Wenn allerdings hier von der „(teilweisen) Vertreibung der Deutschen […] aus Jugoslawien“ nach dem Zweiten Weltkrieg die Rede ist und deren Schicksal mit dem der „Deutschen aus Ungarn“ gleichgesetzt wird (28), muss der Rezensent, ein vertriebener Leidensgenosse aus dem ehemaligen westlichen Banat, das nach 1944 dem Tito-Jugoslawien untertan wurde, ein entschiedenes Veto einlegen. Die vielfach als „Völkermord“ bezeichneten Erschießungen und die Hungertoten der kollektiven Internierungslager der westbanater Deutschen in der frühen Tito-Zeit können nicht in dieser Weise mit dem Schicksal der Ungarndeutschen gleichgesetzt werden.4 Die Version des Verfassers hängt mit der besonderen Perspektive der viele Jahrzehnte später aus Rumänien weggesiedelten Banater Schwaben zusammen, die ihre eigene Geschichte als die allgemeine der „Banater Schwaben“ bis heute subsumieren, weil das Schicksal ihrer schwer geschädigten Landsleute aus dem serbischen Banat (Westbanat) bereits ein halbes Jahrhundert zurücklag und in Vergessenheit geriet bzw. übersehen werden konnte.5
Als weitere Erörterung im ersten Großkapitel erscheint die Geschichte der „Aktionsgruppe Banat“ auf den ersten Blick zunächst befremdlich, doch – kompatibel mit der Überschrift, – behandelt Sterbling hier deren Entstehung, die der Autor selbst erlebt hat und mit deren historischer Überlieferung in manchen Einzelheiten er nicht übereinstimmt. „Vor allem falsche Darstellungen und personelle Zurechnungen […] haben mich vielfach verärgert“ (51). Der Autor bringt hier seine eigene Perspektive in Erinnerung. Danach folgt die Erörterung des Zusammenhangs der „rumänischen Revolution“ mit dem (rumänischen) Banat, schließlich dessen Stellenwert als Grenzland für die „Idee eines Europas der Regionen“ (51–58).

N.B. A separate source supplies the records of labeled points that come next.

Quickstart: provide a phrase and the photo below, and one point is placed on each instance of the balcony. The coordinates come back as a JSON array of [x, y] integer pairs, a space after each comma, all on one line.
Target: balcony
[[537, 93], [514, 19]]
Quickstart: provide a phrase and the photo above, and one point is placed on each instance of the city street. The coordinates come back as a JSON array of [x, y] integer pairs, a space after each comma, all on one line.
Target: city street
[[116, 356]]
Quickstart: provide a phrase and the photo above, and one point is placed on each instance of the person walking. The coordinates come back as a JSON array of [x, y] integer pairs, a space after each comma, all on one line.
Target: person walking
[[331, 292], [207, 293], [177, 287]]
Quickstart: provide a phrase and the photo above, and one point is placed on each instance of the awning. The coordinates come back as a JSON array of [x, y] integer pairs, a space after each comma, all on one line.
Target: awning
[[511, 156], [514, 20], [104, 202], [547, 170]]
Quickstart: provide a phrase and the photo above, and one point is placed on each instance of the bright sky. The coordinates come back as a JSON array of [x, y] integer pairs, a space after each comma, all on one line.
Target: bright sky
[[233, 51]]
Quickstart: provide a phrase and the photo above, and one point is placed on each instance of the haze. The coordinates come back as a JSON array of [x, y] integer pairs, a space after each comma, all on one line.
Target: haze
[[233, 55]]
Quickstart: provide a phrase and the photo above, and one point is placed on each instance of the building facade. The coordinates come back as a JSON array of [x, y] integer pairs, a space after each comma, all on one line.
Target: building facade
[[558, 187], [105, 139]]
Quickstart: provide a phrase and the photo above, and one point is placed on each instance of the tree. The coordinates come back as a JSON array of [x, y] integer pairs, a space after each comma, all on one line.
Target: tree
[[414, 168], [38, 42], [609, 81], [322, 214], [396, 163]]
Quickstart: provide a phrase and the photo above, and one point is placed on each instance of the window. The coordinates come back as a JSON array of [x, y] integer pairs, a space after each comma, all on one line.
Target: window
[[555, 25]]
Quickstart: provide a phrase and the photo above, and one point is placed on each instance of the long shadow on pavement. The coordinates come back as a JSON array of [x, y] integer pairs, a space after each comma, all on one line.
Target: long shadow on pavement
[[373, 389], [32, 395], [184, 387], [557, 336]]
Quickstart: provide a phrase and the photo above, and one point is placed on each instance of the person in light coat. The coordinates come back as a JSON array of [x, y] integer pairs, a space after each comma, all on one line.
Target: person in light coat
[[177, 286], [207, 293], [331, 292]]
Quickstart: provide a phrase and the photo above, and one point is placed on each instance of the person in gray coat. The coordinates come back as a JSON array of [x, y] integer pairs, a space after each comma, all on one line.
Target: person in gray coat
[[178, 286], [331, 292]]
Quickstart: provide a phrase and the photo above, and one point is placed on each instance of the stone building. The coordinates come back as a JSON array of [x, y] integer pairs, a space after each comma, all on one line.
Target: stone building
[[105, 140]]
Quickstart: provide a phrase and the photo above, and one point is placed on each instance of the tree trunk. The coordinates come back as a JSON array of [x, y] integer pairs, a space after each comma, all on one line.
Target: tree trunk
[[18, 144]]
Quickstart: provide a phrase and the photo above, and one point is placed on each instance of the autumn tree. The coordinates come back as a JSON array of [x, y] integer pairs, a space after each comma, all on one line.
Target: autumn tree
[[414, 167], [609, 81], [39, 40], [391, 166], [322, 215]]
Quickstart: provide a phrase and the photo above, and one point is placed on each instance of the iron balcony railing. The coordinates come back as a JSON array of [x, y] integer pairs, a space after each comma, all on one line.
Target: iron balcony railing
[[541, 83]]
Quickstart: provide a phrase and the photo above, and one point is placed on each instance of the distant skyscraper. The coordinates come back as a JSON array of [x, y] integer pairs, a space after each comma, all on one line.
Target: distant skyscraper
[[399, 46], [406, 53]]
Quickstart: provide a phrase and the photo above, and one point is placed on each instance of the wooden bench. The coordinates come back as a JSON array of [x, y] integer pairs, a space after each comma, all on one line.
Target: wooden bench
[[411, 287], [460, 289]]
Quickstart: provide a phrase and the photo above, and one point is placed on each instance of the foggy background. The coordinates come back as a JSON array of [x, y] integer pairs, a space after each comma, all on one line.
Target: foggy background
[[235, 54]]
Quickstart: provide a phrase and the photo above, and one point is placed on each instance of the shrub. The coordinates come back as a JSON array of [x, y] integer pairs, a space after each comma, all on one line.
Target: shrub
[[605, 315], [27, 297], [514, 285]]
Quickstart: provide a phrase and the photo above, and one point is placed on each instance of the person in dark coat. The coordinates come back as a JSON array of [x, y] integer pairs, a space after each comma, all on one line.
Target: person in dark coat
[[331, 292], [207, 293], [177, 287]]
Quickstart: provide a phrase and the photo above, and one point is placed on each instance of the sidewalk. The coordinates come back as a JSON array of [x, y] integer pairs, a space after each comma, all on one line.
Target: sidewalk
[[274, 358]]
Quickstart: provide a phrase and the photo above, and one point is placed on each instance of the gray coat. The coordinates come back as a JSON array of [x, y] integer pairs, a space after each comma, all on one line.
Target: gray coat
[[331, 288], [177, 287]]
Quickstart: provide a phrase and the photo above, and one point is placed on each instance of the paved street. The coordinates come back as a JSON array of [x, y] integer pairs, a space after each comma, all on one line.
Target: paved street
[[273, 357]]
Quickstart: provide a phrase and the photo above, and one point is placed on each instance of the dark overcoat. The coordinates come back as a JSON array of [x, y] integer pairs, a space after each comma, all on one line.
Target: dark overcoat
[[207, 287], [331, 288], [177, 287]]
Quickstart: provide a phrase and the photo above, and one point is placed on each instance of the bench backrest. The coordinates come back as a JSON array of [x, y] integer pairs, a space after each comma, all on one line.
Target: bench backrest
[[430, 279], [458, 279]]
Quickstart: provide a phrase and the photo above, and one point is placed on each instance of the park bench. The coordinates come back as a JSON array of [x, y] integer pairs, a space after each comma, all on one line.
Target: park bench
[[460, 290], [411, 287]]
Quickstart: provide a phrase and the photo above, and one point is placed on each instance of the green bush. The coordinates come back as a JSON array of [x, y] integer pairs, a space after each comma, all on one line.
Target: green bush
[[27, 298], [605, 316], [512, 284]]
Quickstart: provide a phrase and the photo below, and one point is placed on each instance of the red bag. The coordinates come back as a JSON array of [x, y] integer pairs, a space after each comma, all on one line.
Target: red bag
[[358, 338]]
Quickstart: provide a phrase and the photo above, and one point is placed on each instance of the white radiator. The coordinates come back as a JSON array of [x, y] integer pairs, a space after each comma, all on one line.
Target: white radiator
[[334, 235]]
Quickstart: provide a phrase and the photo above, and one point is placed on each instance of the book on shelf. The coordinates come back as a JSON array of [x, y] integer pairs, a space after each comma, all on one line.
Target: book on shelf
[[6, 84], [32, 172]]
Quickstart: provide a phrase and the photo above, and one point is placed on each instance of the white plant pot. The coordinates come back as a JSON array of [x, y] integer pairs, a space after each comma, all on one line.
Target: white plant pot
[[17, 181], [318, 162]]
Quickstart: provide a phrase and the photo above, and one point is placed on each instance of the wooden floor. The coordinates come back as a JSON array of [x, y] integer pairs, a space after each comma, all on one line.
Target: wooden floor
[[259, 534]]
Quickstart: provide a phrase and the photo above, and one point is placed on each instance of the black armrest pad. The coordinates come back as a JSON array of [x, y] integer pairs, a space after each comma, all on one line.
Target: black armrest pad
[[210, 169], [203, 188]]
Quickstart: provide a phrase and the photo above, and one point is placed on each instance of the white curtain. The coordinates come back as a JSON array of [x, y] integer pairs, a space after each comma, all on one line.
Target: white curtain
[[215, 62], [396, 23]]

Im nächsten Unterkapitel erfährt der Leser Ausführliches zu den Abgrenzungen zwischen den Begriffen „Banater Schwaben“, „Donauschwaben“ und „Rumäniendeutsche“. Sie werden als Fremdeinschätzung und im Selbstverständnis problematisiert und auf die gewandelten „Identitätsbezüge“ untersucht. Es folgen handfeste Daten und Fakten etwa zur Herkunft und Ansiedlung der „Banater Schwaben“ oder zur Dreiteilung des (Gesamt-) Gebietes nach 1918 (85–94). Der Zeitgeschichte folgend thematisiert der Verfasser die historischen Ereignismerkmale „Deportation“, „Kollektivschuld“ und „lebensweltlichen und religiösen Widerstand in der Zeit des Kommunismus“ (105–151). Hier beschäftigt sich Sterbling mit der ungerechten kollektiven Zuweisung von „Schuld“ – „Verbrecher ist immer nur der Einzelne“ (112) –, erörtert das Phänomen der „Deportation“, stellt sie in weltweite Zusammenhänge, spricht vom Widerstreit der kommunistischen Ideologie zu den traditionellen religiösen Feiern, wie Kommunion und Firmung,6 auch von der z. T. widerwilligen Eingliederung in den kommunistischen Pionier- und Jugendverband.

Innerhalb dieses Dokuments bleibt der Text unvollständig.